Saturday, February 18, 2006

So the NYTimes front-pages Sudan today. And midway through the third graf comes this little bit of kistof-ian gratuitous religiousity (with a backhanded karate chop at the left!):

Fighting between rebel groups and government-backed militias has destroyed entire villages, killing more than 200,000 and displacing about 2 million people. Both the United States and the United Nations have been criticized for responding too slowly to evidence that the African Union peacekeepers were having little effect.

Evangelical Christians have been particularly outspoken in their calls for a more active American role, and Mr. Bush's remarks, in a question-and-answer session in Tampa, appeared to focus increased attention on the issue.

NATO has played a small logistical role in Sudan thus far, primarily airlifting African troops.

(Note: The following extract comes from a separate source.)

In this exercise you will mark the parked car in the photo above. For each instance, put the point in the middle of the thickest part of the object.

Until recently, government officials had said NATO might do more, but all the discussion has been about providing equipment, communications and other logistical support.



i put in all three paragraphs there to highlight the extraordinary incongruity of that sentence. let's look at the "and" there--when you read papers by kids learning to write, they often struggle with the concept of "but" (hell, when you read scripts by fully grown adults you will see the same thing) being oppositional, not THIS, but THAT. i think that David Sanger, front pager for the Times, has forgotten how "and" works. it tends to link two related thoughts in one sentence. are we supposed to assume that bush is throwing out red meat to the base by highlighting something of signifigance to them? if so, Sanger should report that directly. he has both things in the same sentence, after all.

of course, i'm giving the benefit of the doubt where none is due. let's imagine a scenario--kristof grabs sanger for lunch at the office. they go somewhere midtown--i want to go with smith and wollensky, but i'm guessing--and kristof bends sanger's ear for an hour and a half about two things: one, how good it feels to buy cambodian hookers, and two, how the evangelicals really do get it on darfur better than anyone, really they do. and how remiss the times is in covering that fact.

cut to the next day, and sanger is preparing his column. he asks kristof for input, and kristof suggests highlighting the evangelical involvement in darfur. sanger, rushed for time, shoves something in there. eh voila, total nonsensical writing on the front page of the times!

and hey, the left wing blogosphere has been highlighting sudan troubles for 2 years. we have a couple of million readers in total over here. our readers are active. but i didn't note an utterly weird sentence about us in there. or about john kerry, who brought darfur and sudan up repeatedly in his campaign.

the times continues down a suicidal path. it will never be seen as being pro-evangelical enough, and it will lose its core readership, its base, if you will, of left-leaning folk.